The objectives of this research are to:

  • review the development of BIM;

  • assess the extent to which the Australian AEC has already adopted BIM;

  • determine whether the benefits achieved by the current users of BIM are consistent with the claims made by the promoters of BIM; and

  • identify the factors that have inhibited the uptake of BIM.

BIM – A Brief Literature Review

There has been a significant increase in the attention academics and industry professionals have directed towards Building Information Modeling in the last five years. For example, several universities and educational institutions, including the University of Salford and Worcester Polytechnic Institute have been researching BIM solutions. Building Smart Alliance (formerly the National Building Information Model Standard) defined Building Information Modeling (BIM) as “a digital representation of physical and functional characteristics of a facility...and a shared knowledge resource for information about a facility forming a reliable basis for decisions during its life-cycle; defined as existing from earliest conception to demolition” (BSA 2009).

Key Terms in this Chapter

Interoperability: A term to be used to describe the ability of various individuals or organizations to interact and work together so that a common goal can be (better) achieved. Under the technology context, it can be defined as the degree to which diverse systems or components are able to exchange information and make most of the exchanged information. This concept has been promoted by a number of organizations such as Institute of Electrical and Electronics Engineers (IEEE).
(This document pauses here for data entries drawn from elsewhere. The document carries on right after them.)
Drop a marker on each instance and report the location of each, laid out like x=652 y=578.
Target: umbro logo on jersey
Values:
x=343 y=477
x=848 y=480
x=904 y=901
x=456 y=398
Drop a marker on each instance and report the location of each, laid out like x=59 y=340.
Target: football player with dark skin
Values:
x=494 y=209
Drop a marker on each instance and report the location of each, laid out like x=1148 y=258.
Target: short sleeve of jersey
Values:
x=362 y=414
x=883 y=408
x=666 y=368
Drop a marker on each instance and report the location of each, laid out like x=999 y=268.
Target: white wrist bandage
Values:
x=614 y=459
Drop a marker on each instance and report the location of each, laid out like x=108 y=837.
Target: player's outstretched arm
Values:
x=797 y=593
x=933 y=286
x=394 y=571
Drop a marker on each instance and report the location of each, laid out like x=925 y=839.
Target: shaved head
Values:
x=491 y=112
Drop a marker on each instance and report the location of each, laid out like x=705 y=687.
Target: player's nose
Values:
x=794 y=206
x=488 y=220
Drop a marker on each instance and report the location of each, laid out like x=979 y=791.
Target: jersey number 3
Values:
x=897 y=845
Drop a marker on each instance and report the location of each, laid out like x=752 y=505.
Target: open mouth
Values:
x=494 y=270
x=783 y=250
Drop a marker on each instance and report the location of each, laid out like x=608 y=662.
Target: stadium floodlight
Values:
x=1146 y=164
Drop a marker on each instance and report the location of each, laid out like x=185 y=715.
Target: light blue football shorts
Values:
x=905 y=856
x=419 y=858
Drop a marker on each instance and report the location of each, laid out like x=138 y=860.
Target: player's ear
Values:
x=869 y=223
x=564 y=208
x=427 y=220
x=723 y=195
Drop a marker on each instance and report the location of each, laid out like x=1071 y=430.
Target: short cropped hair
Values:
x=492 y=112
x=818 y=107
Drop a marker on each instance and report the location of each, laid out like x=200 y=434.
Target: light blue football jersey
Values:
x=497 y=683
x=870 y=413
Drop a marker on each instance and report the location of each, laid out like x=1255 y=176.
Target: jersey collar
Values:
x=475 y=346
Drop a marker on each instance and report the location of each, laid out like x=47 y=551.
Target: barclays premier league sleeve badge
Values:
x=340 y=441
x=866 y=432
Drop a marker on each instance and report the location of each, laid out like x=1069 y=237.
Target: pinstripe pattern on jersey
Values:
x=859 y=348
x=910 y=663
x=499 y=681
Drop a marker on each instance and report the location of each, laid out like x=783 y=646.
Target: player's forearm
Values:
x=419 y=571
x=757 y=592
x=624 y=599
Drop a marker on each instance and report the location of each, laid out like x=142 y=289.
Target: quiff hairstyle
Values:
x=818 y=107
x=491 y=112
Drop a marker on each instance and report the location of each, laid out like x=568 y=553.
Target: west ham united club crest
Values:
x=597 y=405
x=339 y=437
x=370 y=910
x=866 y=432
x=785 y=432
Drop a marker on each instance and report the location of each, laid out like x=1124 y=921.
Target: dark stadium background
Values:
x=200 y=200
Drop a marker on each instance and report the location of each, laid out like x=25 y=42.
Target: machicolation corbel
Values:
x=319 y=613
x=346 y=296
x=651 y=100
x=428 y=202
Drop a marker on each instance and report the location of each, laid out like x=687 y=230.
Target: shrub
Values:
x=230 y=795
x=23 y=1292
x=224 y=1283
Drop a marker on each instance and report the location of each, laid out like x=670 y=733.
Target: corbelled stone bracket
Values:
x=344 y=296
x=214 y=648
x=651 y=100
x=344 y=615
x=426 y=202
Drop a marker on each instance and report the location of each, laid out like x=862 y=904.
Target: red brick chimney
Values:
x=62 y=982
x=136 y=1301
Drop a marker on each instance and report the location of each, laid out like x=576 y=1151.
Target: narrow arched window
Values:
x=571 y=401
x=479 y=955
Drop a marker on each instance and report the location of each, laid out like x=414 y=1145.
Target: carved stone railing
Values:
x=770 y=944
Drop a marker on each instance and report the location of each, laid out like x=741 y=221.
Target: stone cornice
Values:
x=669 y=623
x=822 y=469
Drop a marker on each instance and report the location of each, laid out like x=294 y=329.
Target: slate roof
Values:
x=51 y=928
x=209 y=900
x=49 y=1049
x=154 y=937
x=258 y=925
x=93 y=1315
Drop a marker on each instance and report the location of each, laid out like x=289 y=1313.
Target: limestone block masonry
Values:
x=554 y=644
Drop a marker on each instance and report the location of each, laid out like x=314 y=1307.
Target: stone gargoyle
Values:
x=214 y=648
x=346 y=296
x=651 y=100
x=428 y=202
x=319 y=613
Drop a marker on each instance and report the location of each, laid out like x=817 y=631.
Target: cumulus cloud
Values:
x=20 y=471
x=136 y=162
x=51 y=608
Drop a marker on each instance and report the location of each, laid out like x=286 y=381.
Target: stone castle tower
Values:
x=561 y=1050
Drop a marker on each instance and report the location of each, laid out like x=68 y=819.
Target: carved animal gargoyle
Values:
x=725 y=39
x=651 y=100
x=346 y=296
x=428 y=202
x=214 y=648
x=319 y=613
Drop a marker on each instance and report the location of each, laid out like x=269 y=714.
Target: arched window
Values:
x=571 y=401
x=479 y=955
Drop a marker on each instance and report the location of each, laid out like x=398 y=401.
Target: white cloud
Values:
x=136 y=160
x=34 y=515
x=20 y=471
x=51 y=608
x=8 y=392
Entity-Based CAD: Another type of CAD (Computer-Aided Design). It has been widely used throughout the industry, predominantly for drafting purposes. It can produce a 3D model through the projection of lines and arcs.

Building Information Modeling (BIM): “a digital representation of physical and functional characteristics of a facility...and a shared knowledge resource for information about a facility forming a reliable basis for decisions during its life-cycle; defined as existing from earliest conception to demolition” (BSA 2009). It is a philosophy and useful tool to coordinate various inputs to design which also contributes towards the construction.

Object-Based CAD: One type of CAD (Computer-Aided Design). Objects such as doors, windows, stairs and walls can be represented in three dimensions. It has the ability to store non-graphical information relating to the objects including specifications and design constraints.

Life Cycle Management: An approach which looks at various stages of a project (i.e. from conception to completion and commissioning) as a system rather than focusing on a single stage. It recognizes the impacts of both the upfront cost and ongoing cost. In construction context, this approach has been used to measure the cost performance (lifecycle costing) and sustainability performance (footprint).

Constructability: Used to measure the degree to which the design solution can be achieved during the construction stage. It promotes the involvement of the construction team from very early stage of the project. As a result, the construction knowledge and experience can be adopted to optimize the design solution.

Architecture, Engineering and Construction (AEC) Industry: The sector of the construction industry that provides the services on the architectural design, engineering design and construction services. It is a sector which is very active in the adoption of Information, Communication and Technology. This is also a sector which is very active in the international arena.